Ein Jahr nach ihrem Erfolg bei der Bundestagswahl suchen die Internetaktivisten nach neuen Themen. Im Protestland Baden-Württemberg rechnet sich die Partei Chancen aus.

Berlin - Es schien wie der Beginn einer Erfolgsgeschichte: 2006 gründet in Deutschland eine Gruppe junger, vornehmlich männlicher Internetaktivisten die Piratenpartei, schreibt sich Datenschutz, Bürgerrechte und Internetfreiheit auf die Fahnen und zieht in den Kampf gegen Vorratsdatenspeicherung und Internetsperren. Vorbild waren die Piraten in Schweden. Zwischen der Europawahl im Mai und der Bundestagswahl im September 2009 verzehnfacht sich die Zahl ihrer Mitglieder, bei der Bundestagswahl erreichen die Piraten aus dem Stand zwei Prozent der Stimmen.

Doch ein Jahr nach der Wahl ist die Aufbruchsstimmung verflogen.

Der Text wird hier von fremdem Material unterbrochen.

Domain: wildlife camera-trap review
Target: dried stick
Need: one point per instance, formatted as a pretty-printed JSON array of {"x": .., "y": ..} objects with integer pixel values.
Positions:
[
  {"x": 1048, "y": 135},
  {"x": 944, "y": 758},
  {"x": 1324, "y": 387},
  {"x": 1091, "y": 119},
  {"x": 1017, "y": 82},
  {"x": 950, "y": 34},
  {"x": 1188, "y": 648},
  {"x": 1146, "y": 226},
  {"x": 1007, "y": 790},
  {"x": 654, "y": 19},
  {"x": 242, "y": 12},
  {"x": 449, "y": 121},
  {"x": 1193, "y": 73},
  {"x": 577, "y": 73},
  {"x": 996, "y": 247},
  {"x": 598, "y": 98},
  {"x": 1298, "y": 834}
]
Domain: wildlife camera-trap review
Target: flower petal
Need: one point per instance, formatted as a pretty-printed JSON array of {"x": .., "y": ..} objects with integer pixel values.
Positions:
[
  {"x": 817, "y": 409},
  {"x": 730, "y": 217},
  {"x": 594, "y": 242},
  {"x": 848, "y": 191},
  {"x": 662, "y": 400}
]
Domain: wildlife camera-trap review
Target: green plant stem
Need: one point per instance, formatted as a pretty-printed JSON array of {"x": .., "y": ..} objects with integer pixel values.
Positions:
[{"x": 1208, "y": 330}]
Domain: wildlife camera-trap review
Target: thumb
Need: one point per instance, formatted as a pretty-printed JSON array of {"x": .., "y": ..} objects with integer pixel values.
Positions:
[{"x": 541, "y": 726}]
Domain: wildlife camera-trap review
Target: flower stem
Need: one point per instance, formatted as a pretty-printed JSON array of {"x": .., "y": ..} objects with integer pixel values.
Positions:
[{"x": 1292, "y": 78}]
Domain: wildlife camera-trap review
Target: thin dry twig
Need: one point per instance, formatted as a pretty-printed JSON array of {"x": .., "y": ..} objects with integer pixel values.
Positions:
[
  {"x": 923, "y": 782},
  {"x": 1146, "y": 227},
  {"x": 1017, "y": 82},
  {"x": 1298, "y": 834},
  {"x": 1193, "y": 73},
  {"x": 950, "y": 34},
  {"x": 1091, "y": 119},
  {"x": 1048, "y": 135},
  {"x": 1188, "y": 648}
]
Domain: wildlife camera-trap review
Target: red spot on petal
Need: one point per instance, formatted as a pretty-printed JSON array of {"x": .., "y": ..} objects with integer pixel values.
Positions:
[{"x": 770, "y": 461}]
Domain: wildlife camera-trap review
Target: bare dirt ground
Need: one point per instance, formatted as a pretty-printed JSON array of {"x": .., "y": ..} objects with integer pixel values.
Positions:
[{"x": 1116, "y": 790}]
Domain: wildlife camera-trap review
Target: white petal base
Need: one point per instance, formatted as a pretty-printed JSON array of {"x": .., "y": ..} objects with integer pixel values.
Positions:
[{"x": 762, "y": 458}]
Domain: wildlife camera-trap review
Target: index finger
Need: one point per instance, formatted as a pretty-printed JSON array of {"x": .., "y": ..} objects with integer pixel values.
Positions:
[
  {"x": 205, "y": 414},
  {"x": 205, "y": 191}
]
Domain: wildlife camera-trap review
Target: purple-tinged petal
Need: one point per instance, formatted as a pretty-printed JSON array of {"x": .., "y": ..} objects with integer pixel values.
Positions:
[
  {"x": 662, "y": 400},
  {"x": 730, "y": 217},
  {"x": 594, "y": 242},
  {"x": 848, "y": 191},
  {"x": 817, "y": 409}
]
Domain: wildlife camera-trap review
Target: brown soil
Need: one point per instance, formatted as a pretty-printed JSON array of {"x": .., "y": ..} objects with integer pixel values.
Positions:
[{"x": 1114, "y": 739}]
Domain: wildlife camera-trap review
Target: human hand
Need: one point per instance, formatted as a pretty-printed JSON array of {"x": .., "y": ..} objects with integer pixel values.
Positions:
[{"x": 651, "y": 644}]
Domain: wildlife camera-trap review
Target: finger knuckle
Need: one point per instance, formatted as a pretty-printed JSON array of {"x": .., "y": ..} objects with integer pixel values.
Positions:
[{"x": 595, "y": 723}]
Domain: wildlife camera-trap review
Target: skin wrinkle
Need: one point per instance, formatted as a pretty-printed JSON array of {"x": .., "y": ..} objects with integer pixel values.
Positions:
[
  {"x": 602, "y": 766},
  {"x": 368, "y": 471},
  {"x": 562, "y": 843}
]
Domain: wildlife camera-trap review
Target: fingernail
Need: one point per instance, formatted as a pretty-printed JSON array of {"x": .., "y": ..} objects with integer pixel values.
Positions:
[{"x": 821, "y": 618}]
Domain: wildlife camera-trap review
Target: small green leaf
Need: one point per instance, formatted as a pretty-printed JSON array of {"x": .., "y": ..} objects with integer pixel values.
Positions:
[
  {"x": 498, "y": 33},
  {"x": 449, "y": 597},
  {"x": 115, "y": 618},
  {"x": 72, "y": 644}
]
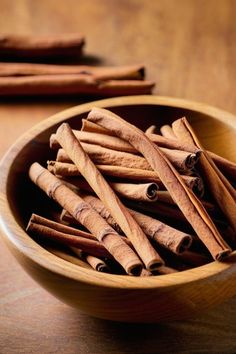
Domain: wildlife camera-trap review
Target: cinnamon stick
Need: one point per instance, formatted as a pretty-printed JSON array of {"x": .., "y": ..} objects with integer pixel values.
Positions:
[
  {"x": 68, "y": 257},
  {"x": 151, "y": 130},
  {"x": 167, "y": 131},
  {"x": 90, "y": 246},
  {"x": 136, "y": 191},
  {"x": 160, "y": 140},
  {"x": 87, "y": 216},
  {"x": 186, "y": 200},
  {"x": 64, "y": 169},
  {"x": 111, "y": 142},
  {"x": 182, "y": 160},
  {"x": 132, "y": 72},
  {"x": 96, "y": 263},
  {"x": 227, "y": 167},
  {"x": 221, "y": 190},
  {"x": 165, "y": 197},
  {"x": 43, "y": 47},
  {"x": 168, "y": 237},
  {"x": 130, "y": 228},
  {"x": 71, "y": 84},
  {"x": 103, "y": 156}
]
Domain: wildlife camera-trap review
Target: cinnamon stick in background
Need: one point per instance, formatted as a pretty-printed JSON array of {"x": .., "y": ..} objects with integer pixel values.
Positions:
[
  {"x": 185, "y": 199},
  {"x": 103, "y": 156},
  {"x": 129, "y": 226},
  {"x": 71, "y": 84},
  {"x": 87, "y": 216},
  {"x": 90, "y": 246},
  {"x": 151, "y": 130},
  {"x": 164, "y": 196},
  {"x": 146, "y": 192},
  {"x": 227, "y": 167},
  {"x": 131, "y": 72},
  {"x": 222, "y": 191},
  {"x": 96, "y": 263},
  {"x": 71, "y": 258},
  {"x": 182, "y": 160},
  {"x": 167, "y": 131},
  {"x": 64, "y": 169},
  {"x": 41, "y": 47},
  {"x": 160, "y": 140},
  {"x": 104, "y": 140},
  {"x": 168, "y": 237}
]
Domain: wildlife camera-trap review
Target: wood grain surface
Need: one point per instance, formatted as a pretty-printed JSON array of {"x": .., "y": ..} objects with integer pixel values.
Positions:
[{"x": 189, "y": 49}]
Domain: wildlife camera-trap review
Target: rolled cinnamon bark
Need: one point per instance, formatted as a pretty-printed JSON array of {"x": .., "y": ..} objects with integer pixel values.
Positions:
[
  {"x": 103, "y": 156},
  {"x": 110, "y": 142},
  {"x": 37, "y": 219},
  {"x": 92, "y": 247},
  {"x": 136, "y": 191},
  {"x": 132, "y": 72},
  {"x": 151, "y": 130},
  {"x": 68, "y": 218},
  {"x": 182, "y": 160},
  {"x": 71, "y": 84},
  {"x": 96, "y": 263},
  {"x": 167, "y": 131},
  {"x": 64, "y": 169},
  {"x": 165, "y": 197},
  {"x": 222, "y": 191},
  {"x": 190, "y": 206},
  {"x": 68, "y": 257},
  {"x": 162, "y": 270},
  {"x": 168, "y": 237},
  {"x": 87, "y": 216},
  {"x": 129, "y": 226},
  {"x": 160, "y": 140},
  {"x": 227, "y": 167},
  {"x": 44, "y": 47}
]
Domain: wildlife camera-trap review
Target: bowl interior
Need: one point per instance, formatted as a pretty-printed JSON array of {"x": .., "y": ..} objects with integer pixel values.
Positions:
[{"x": 24, "y": 198}]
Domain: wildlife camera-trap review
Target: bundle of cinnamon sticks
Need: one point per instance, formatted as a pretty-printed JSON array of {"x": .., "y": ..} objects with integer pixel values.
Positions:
[
  {"x": 38, "y": 78},
  {"x": 150, "y": 203}
]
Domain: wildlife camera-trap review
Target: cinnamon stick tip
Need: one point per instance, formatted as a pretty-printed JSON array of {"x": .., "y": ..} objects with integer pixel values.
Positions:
[{"x": 223, "y": 254}]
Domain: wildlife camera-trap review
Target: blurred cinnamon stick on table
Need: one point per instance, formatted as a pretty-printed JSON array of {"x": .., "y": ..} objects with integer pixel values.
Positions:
[
  {"x": 41, "y": 47},
  {"x": 129, "y": 72},
  {"x": 71, "y": 84}
]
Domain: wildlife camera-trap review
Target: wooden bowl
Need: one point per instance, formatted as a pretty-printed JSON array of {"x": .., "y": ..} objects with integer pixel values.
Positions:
[{"x": 114, "y": 297}]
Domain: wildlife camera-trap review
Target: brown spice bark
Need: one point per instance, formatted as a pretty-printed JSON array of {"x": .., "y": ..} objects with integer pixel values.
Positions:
[
  {"x": 222, "y": 191},
  {"x": 132, "y": 72},
  {"x": 130, "y": 228},
  {"x": 188, "y": 203},
  {"x": 71, "y": 84},
  {"x": 87, "y": 216},
  {"x": 43, "y": 47}
]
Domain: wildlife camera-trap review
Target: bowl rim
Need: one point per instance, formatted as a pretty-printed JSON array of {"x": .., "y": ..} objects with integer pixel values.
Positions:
[{"x": 17, "y": 239}]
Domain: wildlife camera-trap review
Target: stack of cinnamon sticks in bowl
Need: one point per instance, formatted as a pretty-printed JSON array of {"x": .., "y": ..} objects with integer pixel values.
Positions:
[
  {"x": 22, "y": 77},
  {"x": 161, "y": 249},
  {"x": 111, "y": 177}
]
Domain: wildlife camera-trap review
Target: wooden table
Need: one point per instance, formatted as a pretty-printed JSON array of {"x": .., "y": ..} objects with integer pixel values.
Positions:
[{"x": 189, "y": 48}]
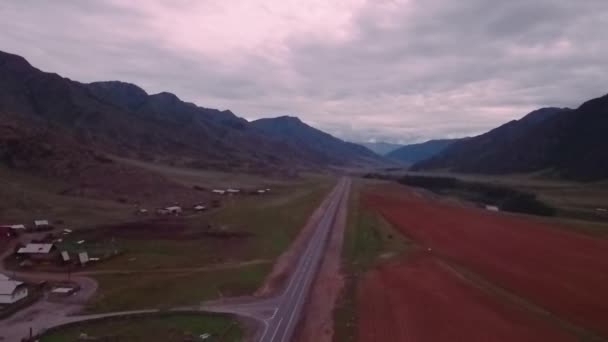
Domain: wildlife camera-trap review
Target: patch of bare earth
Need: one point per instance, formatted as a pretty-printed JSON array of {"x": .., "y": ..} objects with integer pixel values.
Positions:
[
  {"x": 286, "y": 261},
  {"x": 318, "y": 321}
]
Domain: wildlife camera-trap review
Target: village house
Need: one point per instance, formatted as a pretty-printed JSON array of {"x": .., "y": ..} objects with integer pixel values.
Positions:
[
  {"x": 39, "y": 251},
  {"x": 42, "y": 225},
  {"x": 11, "y": 290},
  {"x": 174, "y": 210},
  {"x": 6, "y": 233}
]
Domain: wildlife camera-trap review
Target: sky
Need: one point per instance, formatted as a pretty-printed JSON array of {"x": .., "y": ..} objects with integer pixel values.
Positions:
[{"x": 399, "y": 71}]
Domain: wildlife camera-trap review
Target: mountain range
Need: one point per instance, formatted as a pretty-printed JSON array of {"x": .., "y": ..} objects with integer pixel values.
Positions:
[
  {"x": 563, "y": 142},
  {"x": 381, "y": 148},
  {"x": 122, "y": 119},
  {"x": 410, "y": 154}
]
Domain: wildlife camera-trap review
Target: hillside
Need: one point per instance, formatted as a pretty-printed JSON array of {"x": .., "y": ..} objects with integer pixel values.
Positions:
[
  {"x": 570, "y": 143},
  {"x": 381, "y": 148},
  {"x": 314, "y": 143},
  {"x": 78, "y": 170},
  {"x": 123, "y": 119},
  {"x": 414, "y": 153}
]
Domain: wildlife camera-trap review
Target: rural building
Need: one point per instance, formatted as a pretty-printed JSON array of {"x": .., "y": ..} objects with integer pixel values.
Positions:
[
  {"x": 42, "y": 225},
  {"x": 175, "y": 210},
  {"x": 11, "y": 290},
  {"x": 6, "y": 233},
  {"x": 39, "y": 251},
  {"x": 14, "y": 226}
]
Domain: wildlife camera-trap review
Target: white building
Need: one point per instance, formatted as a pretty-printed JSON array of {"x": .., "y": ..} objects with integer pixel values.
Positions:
[
  {"x": 36, "y": 248},
  {"x": 41, "y": 224},
  {"x": 11, "y": 290}
]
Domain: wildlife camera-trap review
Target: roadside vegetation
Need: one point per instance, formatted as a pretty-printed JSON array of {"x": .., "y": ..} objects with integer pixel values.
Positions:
[
  {"x": 122, "y": 292},
  {"x": 504, "y": 198},
  {"x": 163, "y": 328},
  {"x": 369, "y": 241},
  {"x": 577, "y": 206}
]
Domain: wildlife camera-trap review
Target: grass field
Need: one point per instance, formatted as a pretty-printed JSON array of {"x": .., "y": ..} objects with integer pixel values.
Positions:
[
  {"x": 24, "y": 199},
  {"x": 272, "y": 221},
  {"x": 205, "y": 178},
  {"x": 368, "y": 240},
  {"x": 572, "y": 199},
  {"x": 169, "y": 328},
  {"x": 165, "y": 290}
]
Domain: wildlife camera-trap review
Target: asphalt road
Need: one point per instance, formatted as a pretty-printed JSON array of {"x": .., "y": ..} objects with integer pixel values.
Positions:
[
  {"x": 280, "y": 326},
  {"x": 279, "y": 315}
]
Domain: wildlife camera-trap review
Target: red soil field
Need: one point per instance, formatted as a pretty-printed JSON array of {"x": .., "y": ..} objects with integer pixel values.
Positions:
[
  {"x": 563, "y": 272},
  {"x": 419, "y": 300}
]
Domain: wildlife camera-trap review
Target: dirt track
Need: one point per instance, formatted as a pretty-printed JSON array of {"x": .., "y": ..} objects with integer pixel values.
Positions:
[
  {"x": 318, "y": 322},
  {"x": 562, "y": 272}
]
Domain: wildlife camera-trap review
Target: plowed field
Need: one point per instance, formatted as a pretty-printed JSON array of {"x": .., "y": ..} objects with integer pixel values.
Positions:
[{"x": 562, "y": 272}]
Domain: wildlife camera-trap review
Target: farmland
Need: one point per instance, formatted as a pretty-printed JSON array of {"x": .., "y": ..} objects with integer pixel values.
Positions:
[{"x": 516, "y": 277}]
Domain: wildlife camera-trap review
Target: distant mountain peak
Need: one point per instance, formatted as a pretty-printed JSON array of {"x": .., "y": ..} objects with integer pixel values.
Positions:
[{"x": 15, "y": 60}]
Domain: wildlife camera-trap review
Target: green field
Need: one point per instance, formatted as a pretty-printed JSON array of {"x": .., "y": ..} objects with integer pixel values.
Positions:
[
  {"x": 368, "y": 241},
  {"x": 24, "y": 199},
  {"x": 166, "y": 290},
  {"x": 167, "y": 328},
  {"x": 272, "y": 221}
]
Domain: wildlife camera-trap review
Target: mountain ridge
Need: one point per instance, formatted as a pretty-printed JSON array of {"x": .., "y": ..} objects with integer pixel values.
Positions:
[
  {"x": 123, "y": 119},
  {"x": 570, "y": 143}
]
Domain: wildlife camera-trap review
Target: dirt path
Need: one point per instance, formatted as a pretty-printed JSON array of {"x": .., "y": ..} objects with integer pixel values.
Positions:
[
  {"x": 288, "y": 259},
  {"x": 318, "y": 320},
  {"x": 217, "y": 267}
]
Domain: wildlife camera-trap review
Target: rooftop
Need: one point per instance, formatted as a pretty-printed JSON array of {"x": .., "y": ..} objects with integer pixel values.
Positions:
[
  {"x": 36, "y": 248},
  {"x": 7, "y": 287}
]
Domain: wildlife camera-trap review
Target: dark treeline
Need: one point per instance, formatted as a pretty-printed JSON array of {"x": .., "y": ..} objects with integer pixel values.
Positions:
[{"x": 506, "y": 199}]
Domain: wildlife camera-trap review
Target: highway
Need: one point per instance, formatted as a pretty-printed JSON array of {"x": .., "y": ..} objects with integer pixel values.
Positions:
[{"x": 280, "y": 326}]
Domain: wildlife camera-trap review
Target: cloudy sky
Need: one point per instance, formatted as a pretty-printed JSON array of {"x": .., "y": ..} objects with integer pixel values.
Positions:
[{"x": 393, "y": 70}]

Die Mitgliederzahl dümpelt seit Anfang des Jahres um die 12 000, bei der Landtagswahl in Nordrhein-Westfalen stimmten im Mai nur 1,5 Prozent der Wähler für die Piraten. Die schwedischen Kollegen tauchten bei der Parlamentswahl vor einer Woche mit weniger als 1,4 Prozent der Stimmen unter ferner liefen auf. Bei den Europawahlen hatten sie noch sieben Prozent erreicht.

„Als Ein-Thema-Partei wird die Piratenpartei in Deutschland erst einmal stagnieren“, sagt der Parteienforscher Peter Lösche. Um die Fünfprozenthürde zu knacken, müsse sie ihr Programm erweitern. Das haben auch die Piraten erkannt: „Nur mit den Themen Bürger- und Internetrechte schaffen wir keine große Bewegung mehr“, sagt Alexander Magnus, Spitzenkandidat der Landesliste Sachsen-Anhalt. Deshalb wollen die Piraten dort auch Umwelt- und Bildungsthemen besetzen, sich beispielsweise gegen die unterirdische Kohlendioxidspeicherung in der Altmark stark machen. In Baden-Württemberg positioniert sich die Partei gegen Atomkraft und gegen die Planung der Landesregierung beim Projekt Stuttgart 21. In beiden Bundesländern wird im März gewählt.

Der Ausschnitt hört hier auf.